Bisnis.com, PEKANBARU - Dinas Perkebunan Provinsi Riau mengatakan program peremajaan sawit rakyat (PSR) pada tahun lalu tidak dapat berjalan, akibat adanya kendala persyaratan yang harus dipenuhi petani yaitu terkait status lahan.
Kabid Produksi Disbun Riau Vera Virgianti menjelaskan memang tahun lalu ada penambahan syarat yang harus dipenuhi petani, untuk mengajukan bantuan dana program PSR.
"Ada syarat baru pengajuan PSR dari Kementerian LHK yaitu lahan yang akan diajukan replanting harus berada di kawasan bukan lahan gambut atau bebas dari kawasan lindung gambut," ujarnya, Kamis (12/1/2023).
Dia mengakui dengan adanya persyaratan tambahan itu, membuat petani menjadi semakin sulit mengajukan dana bantuan program replanting. Karena seperti diketahui sebagian besar lahan di wilayah Riau berstatus gambut, dan perkebunan sawit di wilayah itu banyak berada di gambut.

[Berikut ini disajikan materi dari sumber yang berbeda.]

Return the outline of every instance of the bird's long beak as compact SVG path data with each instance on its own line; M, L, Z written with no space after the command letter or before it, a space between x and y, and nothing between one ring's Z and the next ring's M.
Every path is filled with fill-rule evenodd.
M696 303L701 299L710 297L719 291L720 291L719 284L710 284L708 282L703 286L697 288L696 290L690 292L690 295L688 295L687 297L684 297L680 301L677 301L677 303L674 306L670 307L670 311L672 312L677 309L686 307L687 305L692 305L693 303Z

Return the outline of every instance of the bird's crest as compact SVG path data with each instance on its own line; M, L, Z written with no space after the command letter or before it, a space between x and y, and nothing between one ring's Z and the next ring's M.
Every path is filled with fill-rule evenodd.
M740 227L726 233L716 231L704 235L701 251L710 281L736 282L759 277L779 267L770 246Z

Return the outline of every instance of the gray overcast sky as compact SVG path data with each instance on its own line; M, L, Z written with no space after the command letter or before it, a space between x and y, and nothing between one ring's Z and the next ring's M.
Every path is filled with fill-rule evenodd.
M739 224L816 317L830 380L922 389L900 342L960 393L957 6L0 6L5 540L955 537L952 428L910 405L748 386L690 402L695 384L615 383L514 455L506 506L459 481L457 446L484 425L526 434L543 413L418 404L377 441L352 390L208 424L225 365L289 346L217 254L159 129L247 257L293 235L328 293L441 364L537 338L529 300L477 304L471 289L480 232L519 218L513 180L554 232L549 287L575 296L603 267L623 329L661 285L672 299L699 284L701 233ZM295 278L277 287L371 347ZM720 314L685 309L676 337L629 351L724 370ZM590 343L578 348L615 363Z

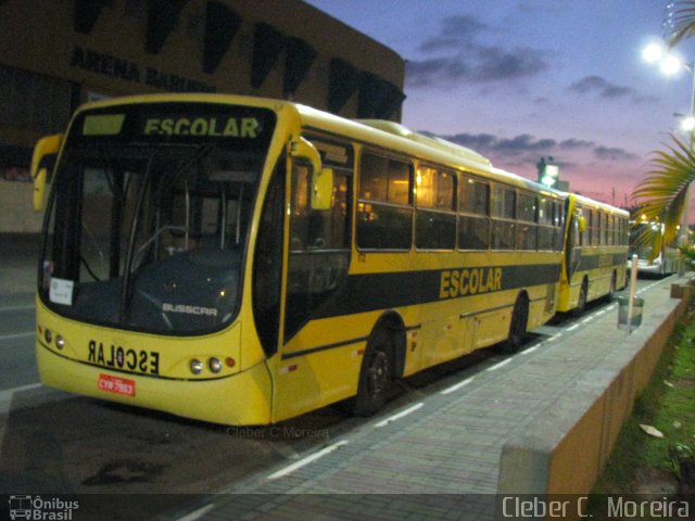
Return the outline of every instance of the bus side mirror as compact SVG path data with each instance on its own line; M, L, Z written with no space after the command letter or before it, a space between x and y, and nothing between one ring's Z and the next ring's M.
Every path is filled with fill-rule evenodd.
M584 216L579 217L579 231L581 231L582 233L586 231L586 219L584 218Z
M290 141L290 157L304 160L312 165L312 174L321 170L321 155L311 142L300 137Z
M309 141L299 137L290 141L290 156L312 165L312 209L330 209L333 198L333 170L321 167L321 155Z
M333 199L333 170L321 168L312 174L312 209L330 209Z
M63 135L55 134L39 139L34 147L34 155L31 156L31 179L34 179L33 204L36 212L43 208L43 193L46 192L46 181L48 173L55 165L58 151L63 143Z

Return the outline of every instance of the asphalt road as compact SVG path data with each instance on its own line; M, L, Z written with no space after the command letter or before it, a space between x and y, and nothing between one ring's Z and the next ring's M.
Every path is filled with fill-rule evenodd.
M84 508L93 508L99 519L151 519L294 460L367 421L327 407L276 429L233 429L50 390L36 370L34 313L31 294L0 294L2 494L98 494ZM531 335L526 348L539 338L578 334L585 327L591 325L581 318L557 320ZM379 416L492 366L503 371L505 358L481 350L425 371L402 382ZM113 496L121 494L159 496Z

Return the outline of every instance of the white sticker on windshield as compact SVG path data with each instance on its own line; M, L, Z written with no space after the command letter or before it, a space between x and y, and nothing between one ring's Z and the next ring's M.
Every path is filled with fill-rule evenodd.
M75 282L67 279L51 279L51 289L48 292L48 297L55 304L63 304L65 306L73 305L73 287Z

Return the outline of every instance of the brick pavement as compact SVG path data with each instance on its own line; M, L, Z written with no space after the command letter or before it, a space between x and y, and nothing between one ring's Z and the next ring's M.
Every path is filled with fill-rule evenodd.
M659 319L672 280L641 295L645 325ZM589 313L580 320L587 328L565 328L470 384L422 398L407 416L387 424L379 417L330 440L306 465L302 458L319 449L252 475L191 519L494 519L505 442L620 348L627 333L617 315L615 303Z

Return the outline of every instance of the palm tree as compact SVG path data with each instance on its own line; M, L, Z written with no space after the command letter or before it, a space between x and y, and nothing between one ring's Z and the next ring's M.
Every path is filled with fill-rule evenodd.
M632 194L642 202L640 214L644 215L644 220L664 223L664 244L675 241L687 188L695 181L693 148L677 136L671 136L671 139L673 144L667 144L667 150L654 152L652 169ZM654 255L659 254L660 238L645 234L639 241L653 243Z
M668 0L664 37L669 48L691 36L695 36L695 1ZM677 136L671 136L671 139L673 143L667 144L667 150L654 153L652 170L632 194L642 201L640 213L647 220L660 220L665 225L662 241L648 233L637 239L641 243L652 243L655 256L661 250L661 243L675 241L688 187L695 181L693 136L688 143Z
M674 47L695 35L695 1L670 0L666 5L664 36L669 47Z

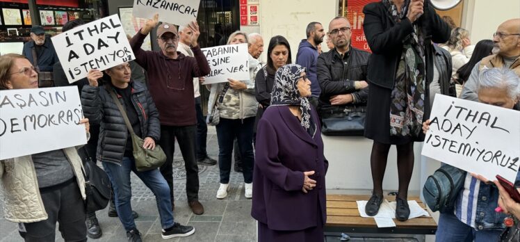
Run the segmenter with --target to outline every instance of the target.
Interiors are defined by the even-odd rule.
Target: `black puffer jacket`
[[[343,58],[336,49],[318,57],[318,81],[320,83],[320,107],[330,106],[330,97],[350,93],[355,104],[366,103],[368,88],[356,90],[354,82],[366,81],[370,53],[350,47]]]
[[[137,111],[143,137],[151,137],[155,142],[161,138],[159,114],[146,86],[132,81],[132,104]],[[106,88],[111,86],[85,86],[81,90],[81,105],[85,116],[91,124],[100,124],[96,158],[101,161],[120,164],[127,143],[127,129],[123,116]],[[121,105],[123,99],[118,95]]]

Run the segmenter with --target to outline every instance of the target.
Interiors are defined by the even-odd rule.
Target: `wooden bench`
[[[395,197],[385,197],[393,202]],[[379,228],[373,218],[362,218],[357,210],[356,201],[368,200],[369,195],[327,195],[327,233],[361,233],[361,234],[435,234],[437,223],[432,217],[420,217],[400,222],[394,219],[396,227]],[[425,205],[417,197],[409,197],[414,200],[421,207]]]

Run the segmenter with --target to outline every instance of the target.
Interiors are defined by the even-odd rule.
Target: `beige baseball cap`
[[[157,27],[157,38],[161,38],[161,36],[166,32],[170,32],[176,35],[179,35],[177,28],[174,25],[168,23],[161,23],[159,24],[159,27]]]

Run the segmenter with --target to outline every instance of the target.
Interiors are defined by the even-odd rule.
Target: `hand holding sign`
[[[141,29],[141,33],[147,35],[150,31],[155,28],[159,23],[159,14],[156,13],[152,19],[146,20],[145,26]]]
[[[91,69],[87,74],[87,79],[88,79],[88,84],[92,86],[97,86],[97,79],[103,77],[103,72],[97,69]]]
[[[188,29],[191,31],[191,38],[190,39],[191,41],[191,47],[195,47],[198,45],[197,40],[199,39],[199,35],[200,35],[199,24],[197,24],[197,22],[192,21],[191,23],[188,24]]]

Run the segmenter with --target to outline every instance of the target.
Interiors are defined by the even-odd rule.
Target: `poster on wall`
[[[72,21],[79,18],[79,13],[78,12],[68,12],[67,14],[69,15],[69,21]]]
[[[123,25],[124,33],[129,35],[130,37],[137,33],[141,28],[145,26],[146,19],[133,16],[132,7],[120,7],[119,17],[121,19],[121,24]],[[141,49],[148,51],[152,50],[152,38],[151,36],[145,39],[143,42]]]
[[[22,25],[22,15],[18,8],[2,8],[6,25]]]
[[[31,20],[31,12],[29,12],[29,9],[23,9],[22,10],[22,13],[24,15],[24,24],[25,25],[32,25],[32,21]]]
[[[65,11],[56,11],[56,25],[65,25],[69,21],[68,15]]]
[[[363,31],[363,19],[365,18],[363,8],[365,5],[375,1],[377,1],[377,0],[348,0],[347,1],[347,13],[345,15],[350,22],[352,27],[352,46],[371,53],[372,51],[366,42],[366,37],[365,37],[365,33]]]
[[[42,25],[54,25],[54,11],[40,11],[40,20]]]

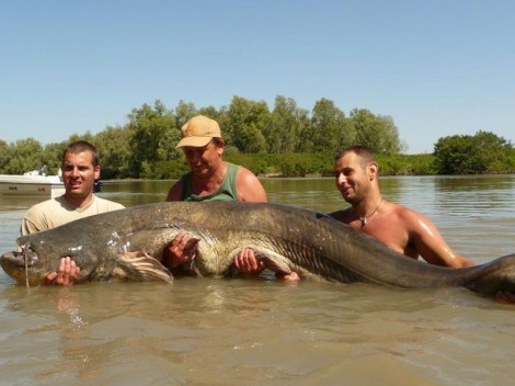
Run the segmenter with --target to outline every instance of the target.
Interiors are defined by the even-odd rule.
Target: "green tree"
[[[479,130],[474,136],[454,135],[435,144],[438,174],[480,174],[506,172],[512,144],[493,133]]]
[[[161,101],[156,101],[153,109],[144,104],[140,109],[133,109],[128,115],[129,163],[130,177],[148,177],[145,170],[151,170],[156,162],[178,157],[175,145],[180,138],[175,117],[168,111]]]
[[[378,116],[366,109],[351,112],[351,125],[356,132],[355,143],[376,154],[400,152],[399,130],[390,116]]]
[[[295,100],[277,95],[263,136],[270,154],[295,152],[300,148],[300,133],[309,126],[308,111],[298,109]]]
[[[336,152],[354,141],[353,127],[333,101],[322,98],[311,113],[309,128],[301,135],[301,150],[308,152]]]
[[[268,106],[264,101],[254,102],[233,96],[225,115],[225,138],[228,145],[241,152],[265,152],[263,129],[270,121]]]
[[[107,126],[95,136],[100,154],[102,179],[119,179],[129,175],[130,159],[128,127]]]

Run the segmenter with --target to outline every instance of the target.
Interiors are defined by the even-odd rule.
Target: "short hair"
[[[354,152],[360,160],[362,160],[362,164],[364,167],[368,166],[368,163],[370,162],[376,162],[376,158],[374,157],[374,154],[371,152],[371,150],[365,146],[362,146],[362,145],[354,145],[354,146],[350,146],[345,149],[343,149],[342,151],[340,151],[336,157],[334,157],[334,161],[337,161],[340,158],[342,158],[343,156],[345,156],[347,152]]]
[[[66,147],[65,151],[62,151],[62,162],[65,162],[65,157],[68,152],[71,152],[72,155],[78,155],[79,152],[84,151],[91,152],[91,155],[93,156],[93,167],[98,167],[100,164],[99,151],[93,145],[91,145],[87,140],[76,140],[75,143],[69,144]]]

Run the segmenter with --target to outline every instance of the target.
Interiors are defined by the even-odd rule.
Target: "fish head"
[[[50,273],[42,264],[37,253],[30,248],[19,252],[10,251],[0,257],[0,265],[3,271],[19,283],[28,282],[37,285],[44,282],[46,275]]]

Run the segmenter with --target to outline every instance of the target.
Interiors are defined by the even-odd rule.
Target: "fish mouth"
[[[37,265],[39,262],[39,259],[37,258],[36,252],[32,250],[32,248],[28,246],[28,248],[25,248],[23,251],[11,251],[3,253],[1,257],[2,261],[2,266],[3,263],[8,263],[12,266],[19,266],[19,268],[25,268],[25,266],[34,266]]]

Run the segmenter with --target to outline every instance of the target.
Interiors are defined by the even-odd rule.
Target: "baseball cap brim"
[[[214,137],[184,137],[182,138],[175,148],[192,146],[192,147],[203,147],[209,144]]]

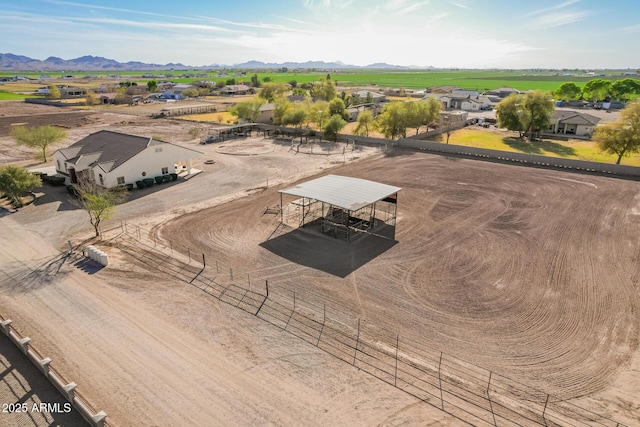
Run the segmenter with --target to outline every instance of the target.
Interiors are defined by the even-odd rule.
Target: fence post
[[[440,404],[444,411],[444,396],[442,394],[442,352],[440,352],[440,362],[438,362],[438,383],[440,383]]]
[[[396,334],[396,373],[393,379],[393,386],[398,387],[398,346],[400,345],[400,334]]]
[[[320,345],[320,338],[322,338],[322,332],[324,331],[324,324],[327,320],[327,304],[322,304],[322,328],[320,328],[320,335],[318,335],[318,342],[316,347]]]
[[[487,400],[489,401],[489,409],[491,409],[491,416],[493,417],[493,425],[497,426],[496,423],[496,414],[493,412],[493,403],[491,402],[491,395],[489,394],[489,389],[491,388],[491,375],[493,372],[489,371],[489,382],[487,383]]]
[[[358,318],[358,335],[356,336],[356,351],[353,352],[353,366],[356,366],[356,356],[358,355],[358,343],[360,342],[360,318]]]

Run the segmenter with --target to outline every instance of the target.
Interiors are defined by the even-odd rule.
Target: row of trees
[[[583,88],[573,82],[566,82],[554,92],[555,98],[561,101],[587,99],[589,101],[605,101],[613,98],[629,102],[640,97],[640,80],[622,79],[612,82],[605,79],[589,80]]]
[[[513,94],[496,107],[498,127],[518,132],[520,139],[535,139],[539,131],[551,126],[555,106],[551,94],[543,91]]]
[[[309,97],[302,102],[289,102],[285,97],[287,91],[282,84],[265,84],[256,97],[237,103],[229,111],[239,119],[253,123],[260,116],[262,106],[269,102],[274,104],[273,124],[295,129],[306,125],[322,130],[329,140],[337,138],[349,113],[344,93],[338,96],[330,79],[322,79],[311,87],[315,102]],[[379,130],[386,138],[394,139],[406,137],[408,128],[415,129],[417,134],[421,126],[436,123],[439,118],[440,103],[434,98],[425,102],[392,102],[375,120],[371,111],[361,112],[354,132],[369,136],[370,132]]]
[[[598,126],[593,138],[602,151],[618,156],[618,165],[623,157],[640,152],[640,99],[628,104],[615,122]]]

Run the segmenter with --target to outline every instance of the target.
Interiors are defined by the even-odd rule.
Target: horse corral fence
[[[0,315],[0,330],[24,353],[25,356],[38,368],[38,370],[53,384],[53,386],[80,412],[82,417],[93,427],[108,426],[104,411],[96,412],[77,390],[74,382],[67,381],[65,377],[51,366],[51,359],[43,357],[36,350],[31,338],[23,337],[13,326],[11,319],[5,319]],[[8,402],[6,402],[8,403]]]
[[[109,237],[109,235],[111,237]],[[337,359],[476,426],[610,426],[622,423],[475,366],[409,336],[367,324],[312,291],[294,291],[122,223],[102,244],[277,326]]]

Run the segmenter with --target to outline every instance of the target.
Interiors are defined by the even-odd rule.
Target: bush
[[[55,187],[61,187],[65,182],[65,178],[63,176],[48,176],[44,180]]]
[[[73,197],[78,197],[78,190],[74,185],[67,185],[67,193],[71,194]]]

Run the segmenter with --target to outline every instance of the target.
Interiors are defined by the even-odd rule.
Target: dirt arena
[[[154,129],[103,120],[71,133]],[[188,124],[162,126],[197,144]],[[112,225],[153,227],[254,283],[640,424],[639,183],[404,150],[203,149],[214,166],[138,193]],[[326,173],[401,187],[395,240],[347,244],[265,214],[278,189]],[[0,308],[113,425],[463,424],[117,248],[91,274],[57,263],[90,232],[84,215],[48,201],[0,217]]]
[[[161,235],[562,399],[629,387],[640,422],[638,183],[413,152],[332,173],[402,187],[396,244],[274,237],[275,190]]]

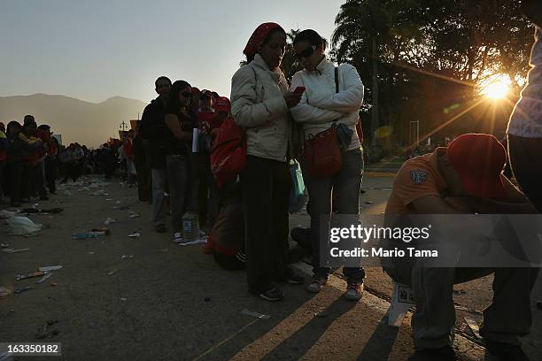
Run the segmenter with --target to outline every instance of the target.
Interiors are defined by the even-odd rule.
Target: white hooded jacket
[[[348,150],[360,148],[356,136],[360,108],[363,103],[364,87],[356,68],[350,64],[338,66],[339,92],[336,93],[335,65],[323,58],[316,69],[296,73],[290,89],[305,87],[301,102],[291,108],[294,121],[302,124],[305,139],[308,140],[331,127],[334,121],[343,123],[352,131]]]
[[[286,161],[291,122],[286,93],[283,72],[269,70],[259,54],[234,74],[231,111],[236,123],[246,129],[247,154]]]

Selain penambahan syarat terkait status gambut, ada perubahan syarat lain yang dinilai memberikan keringanan kepada petani sawit. Yaitu tidak perlu lagi verifikasi di tingkat provinsi, hanya perlu sampai di tingkat kabupaten atau kota saja.
Dari data pihaknya, pemerintah pusat menetapkan Riau mendapatkan kuota program PSR 2022 seluas 11.000 hektare, namun tidak dapat terealisasi karena masalah tersebut di atas.
Baca Juga
"Tahun ini kami belum dapat informasinya berapa kuota untuk Provinsi Riau, dan kami masih menunggu dari pusat," ungkapnya.
Menurutnya program PSR ini bertujuan mengganti tanaman kelapa sawit berusia tua dengan tanaman baru yang lebih produktif. Melalui program ini pemerintah pusat menganggarkan dana bantuan Rp30 juta per hektare, yang sebelumnya Rp25 juta. Untuk satu petani maksimal mendapatkan bantuan empat hektare dana bantuan dari BPDPKS, yang sumber dananya berasal dari pungutan ekspor.